The words emphasised clearly indicate that the relations of a wife in her original family would not be entitled to inherent the property that she may in turn have inherited from her husbands side. Thus even assuming that Sonibai was alive, the Petitioner would not have been entitled to any interest in her husbands estate Sonibai having predeceased her husband her relations in her original family would not be entitled to any interest in the estate of her predeceased husband by virtue of Section 15 of the said Act.
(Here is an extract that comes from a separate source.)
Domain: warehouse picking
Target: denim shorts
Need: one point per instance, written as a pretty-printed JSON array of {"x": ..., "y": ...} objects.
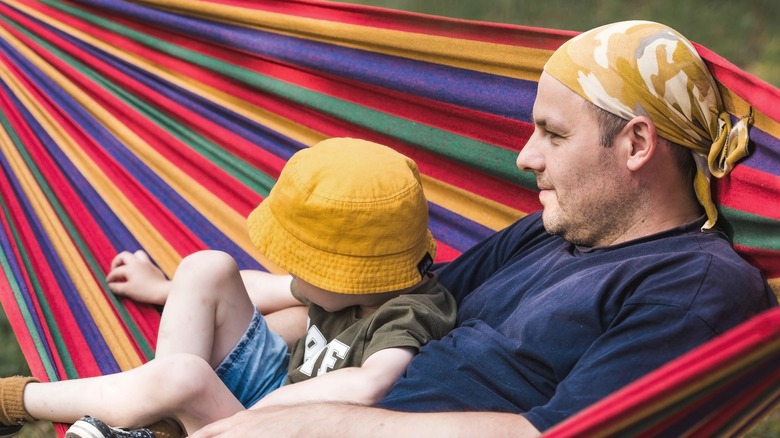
[{"x": 257, "y": 364}]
There is nothing in the Division Bench judgment which interprets Section 15 of the said Act in a manner contrary to the view taken by me.
17. Mr.Pawar also relied upon the following commentary in Mulla's Hindu Law 7th Edition Volume-I page 115:
37. Gotraja sapindas and bhinna-gotra sapindas -(1) Mitakshara divides sapindas of blood relations into two classes, namely:
(a) gotraja sapindas, that is, sapindas belonging to the same gotra or family as the deceased; and
(b) bhinna-gotra sapindas, that is, sapindas belonging to a different gotra or family from the deceased.
38. The classes of heirs -(1) there are three classes of heirs recognised by Mitakshara, namely:
(a) Gotraja sapindas;
(b) Samanodakas; and
(c) Bandhus.
(2) The first class succeeds before the second, the second succeeds before the third.
18. I do not see how the commentary is of any assistance to the Petitioner. It will be noticed that the example of bhinna-gotra sapindas or bandhus viz. sisters son and brothers daughters son are of persons related to the deceased by blood. As per the judgment of the Division Bench at the highest Sonibai could have been considered to be related by blood to the family she was married into and not her relatives in her original family which would include Akhad and all those claiming through him including the Petitioner. I am bound by the judgment of the Division Bench. Secondly, as stated earlier, Sonibai predeceased her husband. The commentary is in any event therefore of no assistance to the Petitioner in the facts of this case.
19. In this view of the matter it is not necessary to consider the veracity or effect of the said Jaywantibai being allegedly missing.
20. In the circumstances, the Petitioner has no interest in the subject matter of this Petition. The Petition is therefore dismissed.